The village has no commerce. A few businesses, including a sushi restaurant, convenience store and bank, are within walking distance of the main gate, as are a historic train station and post office. The nearest supermarket is about a 10-minute drive.
What You’ll Pay
From March 2016 to February 2017, the median sales price of Tuxedo Park homes was $945,200, based on 24 properties sold. This figure represents a 19.6 percent increase over the median sales price of the previous 12 months, based on 17 properties sold.
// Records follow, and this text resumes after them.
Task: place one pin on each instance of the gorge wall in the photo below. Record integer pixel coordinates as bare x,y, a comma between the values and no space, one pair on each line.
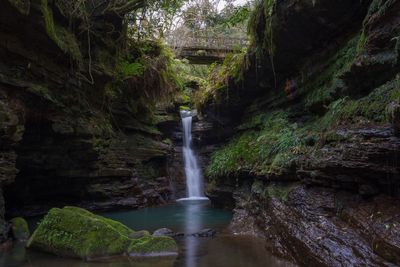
312,112
76,127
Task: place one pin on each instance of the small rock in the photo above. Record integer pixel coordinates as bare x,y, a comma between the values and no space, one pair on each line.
20,229
367,190
139,234
205,233
163,232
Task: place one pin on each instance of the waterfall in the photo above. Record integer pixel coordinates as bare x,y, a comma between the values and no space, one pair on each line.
194,179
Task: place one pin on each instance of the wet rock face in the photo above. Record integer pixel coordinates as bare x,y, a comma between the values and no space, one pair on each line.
354,161
394,116
58,144
337,204
324,227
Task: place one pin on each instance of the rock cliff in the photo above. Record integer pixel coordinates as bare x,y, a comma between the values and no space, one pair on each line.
312,164
75,125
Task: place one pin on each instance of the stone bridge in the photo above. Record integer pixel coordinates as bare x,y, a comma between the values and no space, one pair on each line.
206,50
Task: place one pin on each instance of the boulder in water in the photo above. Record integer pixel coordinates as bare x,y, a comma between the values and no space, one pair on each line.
75,232
139,234
164,232
206,233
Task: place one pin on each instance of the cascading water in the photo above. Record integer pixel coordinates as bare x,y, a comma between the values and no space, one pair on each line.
194,179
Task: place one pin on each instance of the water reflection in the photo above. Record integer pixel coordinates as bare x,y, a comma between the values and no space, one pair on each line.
193,224
225,250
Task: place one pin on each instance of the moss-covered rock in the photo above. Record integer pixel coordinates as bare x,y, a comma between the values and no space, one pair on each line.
75,232
20,229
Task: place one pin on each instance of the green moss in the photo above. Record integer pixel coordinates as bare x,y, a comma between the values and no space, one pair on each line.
76,232
64,39
263,15
280,191
20,229
262,150
44,92
324,86
23,6
216,89
184,108
131,69
371,108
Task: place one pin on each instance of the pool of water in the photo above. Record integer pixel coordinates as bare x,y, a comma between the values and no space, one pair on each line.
225,250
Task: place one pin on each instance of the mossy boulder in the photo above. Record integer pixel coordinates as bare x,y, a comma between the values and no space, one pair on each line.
75,232
20,229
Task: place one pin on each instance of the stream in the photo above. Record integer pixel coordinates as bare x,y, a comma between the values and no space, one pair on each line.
224,250
188,216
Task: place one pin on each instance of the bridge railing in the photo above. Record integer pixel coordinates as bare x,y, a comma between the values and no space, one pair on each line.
207,43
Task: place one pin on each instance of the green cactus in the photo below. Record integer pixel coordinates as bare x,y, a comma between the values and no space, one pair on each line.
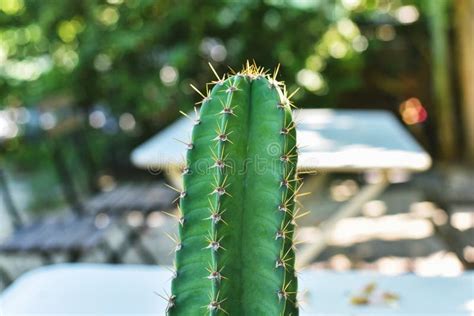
235,251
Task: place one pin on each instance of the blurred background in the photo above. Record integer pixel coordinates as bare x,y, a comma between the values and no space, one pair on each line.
116,72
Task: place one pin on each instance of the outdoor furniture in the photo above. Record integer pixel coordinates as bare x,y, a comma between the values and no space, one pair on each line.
93,289
72,235
143,198
351,141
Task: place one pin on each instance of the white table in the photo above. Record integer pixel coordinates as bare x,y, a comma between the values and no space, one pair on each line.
93,289
329,140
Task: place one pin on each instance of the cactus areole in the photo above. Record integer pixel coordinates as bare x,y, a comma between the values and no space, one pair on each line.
235,251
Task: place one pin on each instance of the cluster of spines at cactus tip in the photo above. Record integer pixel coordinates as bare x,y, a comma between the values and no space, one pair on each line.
289,186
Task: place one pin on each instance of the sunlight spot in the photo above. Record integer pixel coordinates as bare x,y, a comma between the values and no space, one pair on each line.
351,4
168,75
468,253
385,32
374,208
102,63
311,80
360,43
135,218
438,264
127,122
407,14
340,262
155,219
97,119
338,49
462,220
392,265
47,120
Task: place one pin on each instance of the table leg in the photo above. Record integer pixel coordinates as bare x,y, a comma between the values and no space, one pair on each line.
351,208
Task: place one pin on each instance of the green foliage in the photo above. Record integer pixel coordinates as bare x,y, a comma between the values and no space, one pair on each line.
235,254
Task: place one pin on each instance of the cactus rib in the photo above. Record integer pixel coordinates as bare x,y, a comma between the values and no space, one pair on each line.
236,253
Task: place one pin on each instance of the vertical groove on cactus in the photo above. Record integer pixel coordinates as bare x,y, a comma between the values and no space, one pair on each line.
236,252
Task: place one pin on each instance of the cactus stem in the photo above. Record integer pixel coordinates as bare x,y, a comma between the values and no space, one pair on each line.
215,305
283,293
219,79
188,145
185,171
292,94
195,121
181,195
170,299
205,98
178,244
220,189
214,243
179,217
215,275
219,161
216,216
297,214
227,109
283,231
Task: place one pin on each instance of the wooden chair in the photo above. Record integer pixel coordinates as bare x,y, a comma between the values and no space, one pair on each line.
72,234
141,197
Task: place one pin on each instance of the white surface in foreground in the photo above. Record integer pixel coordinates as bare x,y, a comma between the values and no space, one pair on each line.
93,289
336,140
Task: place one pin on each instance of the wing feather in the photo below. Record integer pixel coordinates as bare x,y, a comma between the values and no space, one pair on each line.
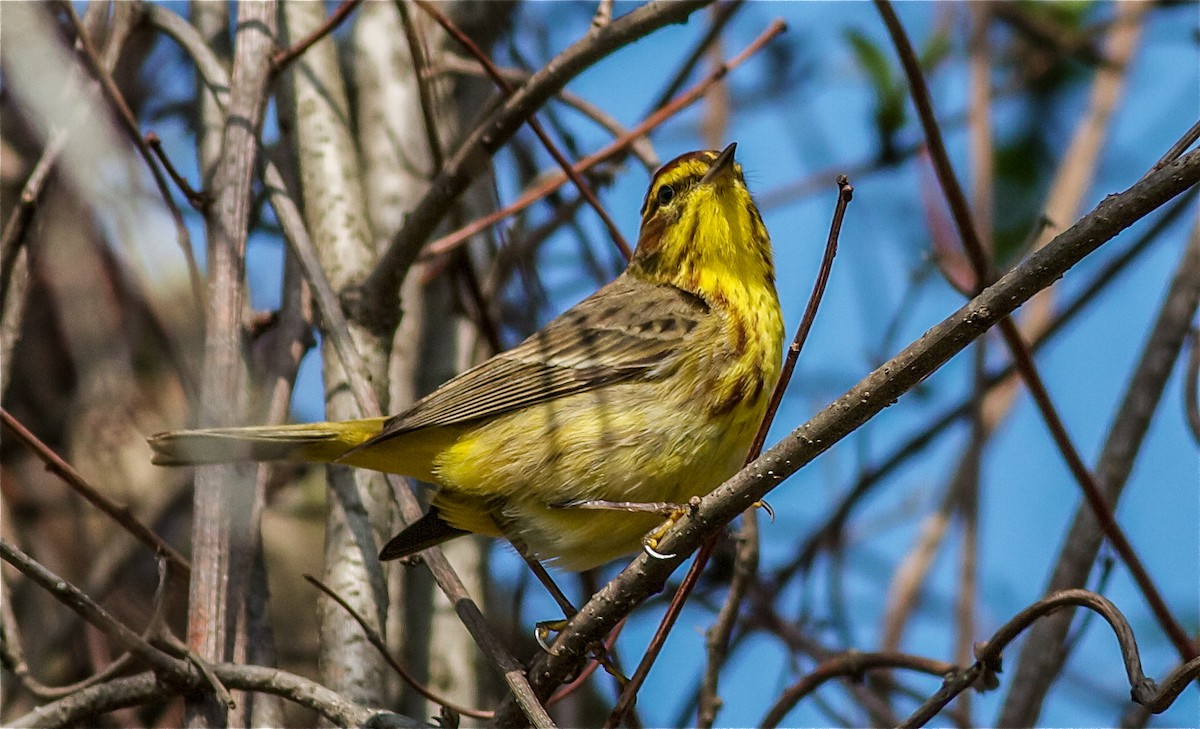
625,330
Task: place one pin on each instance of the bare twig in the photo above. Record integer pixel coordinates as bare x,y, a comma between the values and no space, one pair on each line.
339,331
372,301
197,199
1015,342
717,638
129,121
829,532
87,608
282,58
220,489
1180,146
642,148
1116,461
879,390
148,687
382,646
72,477
723,13
988,655
507,88
616,148
1192,386
851,664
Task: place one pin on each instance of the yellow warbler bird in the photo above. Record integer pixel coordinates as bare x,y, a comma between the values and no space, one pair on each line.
648,391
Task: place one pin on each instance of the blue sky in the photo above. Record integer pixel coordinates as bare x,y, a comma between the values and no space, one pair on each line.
823,120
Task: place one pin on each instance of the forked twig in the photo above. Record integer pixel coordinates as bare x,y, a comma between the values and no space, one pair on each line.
379,645
508,89
282,58
121,514
1017,344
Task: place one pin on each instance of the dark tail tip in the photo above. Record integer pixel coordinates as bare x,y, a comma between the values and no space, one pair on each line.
427,531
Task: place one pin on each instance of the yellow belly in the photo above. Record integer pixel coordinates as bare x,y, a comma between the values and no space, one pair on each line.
624,443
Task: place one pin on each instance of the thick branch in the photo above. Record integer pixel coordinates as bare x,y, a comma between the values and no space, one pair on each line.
879,390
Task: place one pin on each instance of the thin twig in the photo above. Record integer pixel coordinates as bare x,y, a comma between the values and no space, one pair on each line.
87,608
1192,385
882,387
721,16
1015,342
613,150
197,199
378,643
336,327
373,301
642,149
121,514
988,654
282,58
532,120
850,664
130,124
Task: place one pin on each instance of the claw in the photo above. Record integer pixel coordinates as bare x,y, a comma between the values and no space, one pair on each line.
771,512
543,630
654,553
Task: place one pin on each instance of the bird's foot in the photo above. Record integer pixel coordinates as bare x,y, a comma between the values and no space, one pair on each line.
651,541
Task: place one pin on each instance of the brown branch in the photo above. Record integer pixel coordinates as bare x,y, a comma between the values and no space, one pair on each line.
375,639
339,332
628,694
717,638
613,150
148,687
121,514
879,390
988,656
641,148
507,88
23,211
850,664
197,199
829,532
721,16
130,124
283,58
222,489
1015,342
372,302
87,608
1192,386
1180,146
1036,669
718,642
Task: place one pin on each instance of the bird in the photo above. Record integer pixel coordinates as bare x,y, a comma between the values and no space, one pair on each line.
648,391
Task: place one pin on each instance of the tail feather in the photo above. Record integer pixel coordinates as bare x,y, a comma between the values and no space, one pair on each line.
321,443
427,531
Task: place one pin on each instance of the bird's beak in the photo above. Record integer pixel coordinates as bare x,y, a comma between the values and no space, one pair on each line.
724,163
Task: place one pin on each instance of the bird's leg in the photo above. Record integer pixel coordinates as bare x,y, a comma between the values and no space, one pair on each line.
651,541
543,628
673,512
654,507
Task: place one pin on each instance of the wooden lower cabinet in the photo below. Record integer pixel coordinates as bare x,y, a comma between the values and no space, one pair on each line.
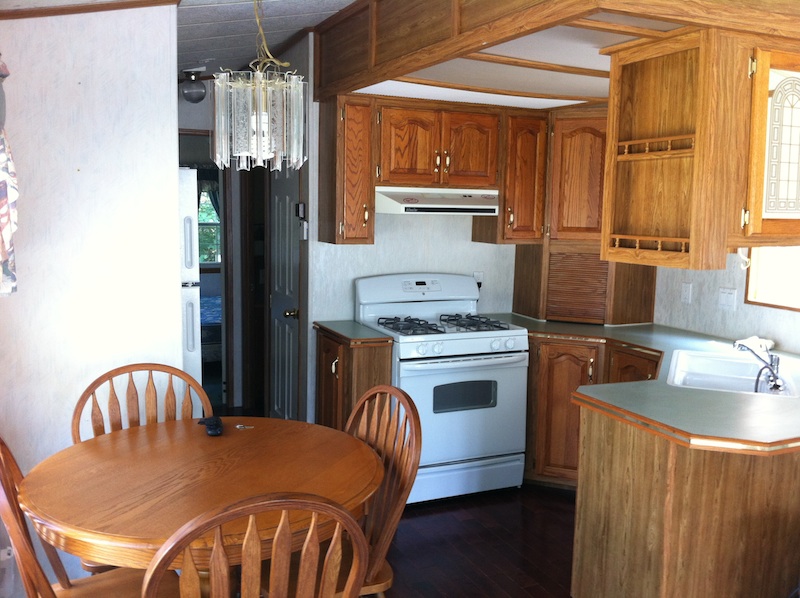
625,363
347,367
657,518
558,368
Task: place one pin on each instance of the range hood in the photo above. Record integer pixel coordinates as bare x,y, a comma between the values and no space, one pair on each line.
434,200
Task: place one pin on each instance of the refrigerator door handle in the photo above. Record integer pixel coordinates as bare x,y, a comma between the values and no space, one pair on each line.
189,243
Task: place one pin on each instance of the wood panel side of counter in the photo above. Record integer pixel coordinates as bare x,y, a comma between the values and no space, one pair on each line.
655,518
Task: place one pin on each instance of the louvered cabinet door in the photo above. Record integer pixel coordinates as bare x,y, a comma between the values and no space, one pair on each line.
576,287
577,178
563,367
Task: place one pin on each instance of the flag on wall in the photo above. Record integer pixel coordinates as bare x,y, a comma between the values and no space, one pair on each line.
9,193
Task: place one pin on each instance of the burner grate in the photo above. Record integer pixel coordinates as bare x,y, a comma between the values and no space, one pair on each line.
472,322
409,326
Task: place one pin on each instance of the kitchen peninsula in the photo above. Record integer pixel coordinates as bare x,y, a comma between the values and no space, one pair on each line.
686,492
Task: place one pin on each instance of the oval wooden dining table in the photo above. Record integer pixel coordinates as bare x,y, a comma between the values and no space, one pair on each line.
116,498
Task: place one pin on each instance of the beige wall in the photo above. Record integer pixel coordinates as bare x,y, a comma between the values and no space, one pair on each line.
92,123
704,315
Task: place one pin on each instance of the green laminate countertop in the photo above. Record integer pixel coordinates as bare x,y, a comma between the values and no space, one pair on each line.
704,419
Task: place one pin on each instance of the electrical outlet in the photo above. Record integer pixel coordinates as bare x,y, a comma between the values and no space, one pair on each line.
686,293
727,299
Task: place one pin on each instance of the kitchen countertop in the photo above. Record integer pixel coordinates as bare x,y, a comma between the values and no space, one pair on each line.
703,419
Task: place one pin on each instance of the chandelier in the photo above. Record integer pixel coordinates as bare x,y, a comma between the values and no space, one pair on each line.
259,115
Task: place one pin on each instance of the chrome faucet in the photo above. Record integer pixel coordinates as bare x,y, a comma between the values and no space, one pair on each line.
760,347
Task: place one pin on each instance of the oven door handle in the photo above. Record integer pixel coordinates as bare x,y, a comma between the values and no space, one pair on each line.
464,362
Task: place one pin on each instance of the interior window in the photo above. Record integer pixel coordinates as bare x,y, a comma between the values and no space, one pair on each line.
209,234
771,280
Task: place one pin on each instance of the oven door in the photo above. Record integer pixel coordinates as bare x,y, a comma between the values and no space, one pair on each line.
470,407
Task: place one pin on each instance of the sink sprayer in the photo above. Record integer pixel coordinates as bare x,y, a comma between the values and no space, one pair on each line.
760,347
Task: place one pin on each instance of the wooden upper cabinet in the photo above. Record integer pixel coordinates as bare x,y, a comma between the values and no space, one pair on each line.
577,178
410,146
563,367
347,193
774,199
676,164
522,203
432,147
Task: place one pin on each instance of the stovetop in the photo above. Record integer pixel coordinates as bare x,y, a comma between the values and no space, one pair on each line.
433,314
448,323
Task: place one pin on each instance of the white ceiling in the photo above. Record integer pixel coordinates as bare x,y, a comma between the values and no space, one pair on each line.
222,34
218,34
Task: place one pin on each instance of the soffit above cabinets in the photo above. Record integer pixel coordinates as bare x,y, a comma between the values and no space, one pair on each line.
552,68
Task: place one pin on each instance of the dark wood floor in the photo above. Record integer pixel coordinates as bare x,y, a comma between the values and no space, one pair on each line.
515,542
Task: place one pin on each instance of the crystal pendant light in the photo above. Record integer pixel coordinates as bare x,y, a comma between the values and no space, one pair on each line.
259,115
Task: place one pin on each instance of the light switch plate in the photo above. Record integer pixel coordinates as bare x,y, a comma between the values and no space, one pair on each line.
727,299
686,292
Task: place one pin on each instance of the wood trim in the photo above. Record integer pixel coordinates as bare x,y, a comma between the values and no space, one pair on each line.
540,14
620,28
495,91
532,64
769,17
81,8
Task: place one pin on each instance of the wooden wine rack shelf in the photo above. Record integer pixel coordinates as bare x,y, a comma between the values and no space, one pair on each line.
673,146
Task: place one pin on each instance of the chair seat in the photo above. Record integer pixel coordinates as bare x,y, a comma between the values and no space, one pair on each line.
381,582
117,583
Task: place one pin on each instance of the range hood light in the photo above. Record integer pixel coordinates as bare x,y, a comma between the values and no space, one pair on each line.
436,200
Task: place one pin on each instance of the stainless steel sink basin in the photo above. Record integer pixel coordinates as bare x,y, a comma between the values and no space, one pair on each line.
726,370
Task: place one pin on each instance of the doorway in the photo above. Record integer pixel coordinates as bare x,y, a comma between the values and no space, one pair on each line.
214,218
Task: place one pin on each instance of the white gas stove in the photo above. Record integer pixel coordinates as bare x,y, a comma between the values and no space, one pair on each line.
466,373
433,315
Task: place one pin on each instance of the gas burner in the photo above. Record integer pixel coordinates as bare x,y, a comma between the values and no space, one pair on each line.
472,322
409,326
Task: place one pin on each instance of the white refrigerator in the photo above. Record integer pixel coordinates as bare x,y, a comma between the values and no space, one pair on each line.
190,274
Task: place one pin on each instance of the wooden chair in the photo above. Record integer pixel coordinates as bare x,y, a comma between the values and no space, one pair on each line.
301,522
386,418
147,379
132,381
119,583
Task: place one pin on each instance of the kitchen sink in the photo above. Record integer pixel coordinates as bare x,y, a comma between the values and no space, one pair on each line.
727,370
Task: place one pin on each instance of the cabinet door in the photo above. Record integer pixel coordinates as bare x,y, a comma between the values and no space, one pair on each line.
631,366
563,367
526,165
357,203
331,357
410,146
469,149
577,178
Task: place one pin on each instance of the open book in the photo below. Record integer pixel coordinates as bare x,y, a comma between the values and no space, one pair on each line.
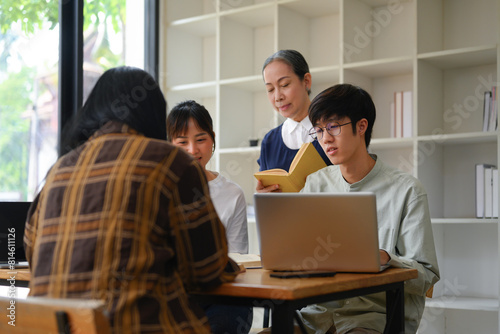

As of April 4, 33 single-family homes drawn from multiple listings were advertised on Trulia. They ranged from a two-bedroom house at 20 Ridge Road, listed at $420,000, to a six-bedroom chateau-style house with horse stables at 122 Turtle Point Road, priced at $5.5 million.
Stijn van Nieuwerburgh, a professor of finance at New York University and a part-time Tuxedo Park resident, described the village as “very affordable as an alternative to the Hamptons or the commutable, nice suburbs of Westchester or Connecticut.” The area is “under-retailed, for sure,” he said, though that promises to change with new development. Referring to the abundance of black bears, deer and hawks in the surrounding area, which includes Harriman and Sterling Forest State Parks, he said, “Most people have to drive twice as far to encounter this much wildlife.”
On a brisk weekday morning in March, the forested hills ringing the navy blue lakes were dappled with houses with lots of character but no visible human life. Traffic was sparse on the village’s 26 miles of road. It was hard to imagine that the Woodbury Common outlet mall lay just 12 miles north.
The George Grant Mason School, a public school in the town of Tuxedo, serves 140 students in kindergarten through sixth grade. On 2015-16 tests, 51 percent of students met standards in English versus 38 percent statewide; 41 percent met standards in math versus 42 percent statewide.
The George F. Baker High School, also in Tuxedo, is a public school with a science, technology, engineering and math focus that serves 119 students in seventh through 12th grades. The mean SAT scores of its 2017 graduating class are 564 in math and 559 in reading/writing, versus 529 and 531 statewide.
The Tuxedo Park School, on Mountain Farm Road, is a private school in a 1915 English-style manor house designed by Carrère & Hastings, the architects of the New York Public Library. It serves 210 students, from prekindergarten through ninth grade. Annual tuition starts at $13,325 for part-time preschool and runs to $34,500.
New Jersey Transit offers train service from Penn Station to Tuxedo, with a change in Secaucus, N.J. The trip takes about an hour and costs $14 each way. Short Line buses run regularly from the Port Authority to the Route 17 and 17A park-and-ride in Tuxedo. The trip takes about an hour; a regular one-way fare is $13.75.
In the hills of Harriman State Park, overlooking Tuxedo Park, is the Claudius Smith Den, a cave system used by a loyalist guerrilla leader and bandit in the Revolutionary War, who was captured and hanged in 1779.